In order to deliver on the promise "write once, run anywhere," the engineers at Java designed the famous Java Virtual Machine. True, your program will run anywhere there is a JVM, but what about users in other countries? Will they have to know English to use your application? Java 1.1 answers that question with a resounding "no," backed up by various classes that are designed to make it easy for you to write a "global" application. In this section we'll talk about the concepts of internationalization and the classes that support them.
Internationalization programming revolves around the
Locale class. The class itself is very simple;
it encapsulates a country code, a language code, and a rarely used
variant code.
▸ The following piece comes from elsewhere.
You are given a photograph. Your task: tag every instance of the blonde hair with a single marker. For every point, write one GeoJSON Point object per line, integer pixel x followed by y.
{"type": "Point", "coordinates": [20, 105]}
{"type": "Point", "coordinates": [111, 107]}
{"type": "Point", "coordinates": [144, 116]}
Commonly used
languages and countries are defined as constants in the
Locale class. (It's ironic that these
names are all in English.) You can retrieve the
codes or readable names, as follows:
Locale l = Locale.ITALIAN; System.out.println(l.getCountry()); // IT System.out.println(l.getDisplayCountry()); // Italy System.out.println(l.getLanguage()); // it System.out.println(l.getDisplayLanguage()); // Italian
The country codes comply with ISO 639. A complete list of country codes is at http://www.ics.uci.edu/pub/ietf/http/related/iso639.txt. The language codes comply with ISO 3166. A complete list of language codes is at http://www.chemie.fu-berlin.de/diverse/doc/ISO_3166.html. There is no official set of variant codes; they are designated as vendor-specific or platform-specific.
Various classes throughout the Java API use a
Locale to decide how to represent
themselves. We have already seen how the
DateFormat class uses
Locales to determine how to
format and parse strings.
If you're writing an internationalized program, you want all the text that
is displayed by your application to be in the correct language. Given
what you have just learned about Locale,
you could print out different messages by testing the
Locale. This gets cumbersome quickly,
however, because the messages for all Locales
are embedded in your source code. ResourceBundle
and its subclasses offer a cleaner, more flexible solution.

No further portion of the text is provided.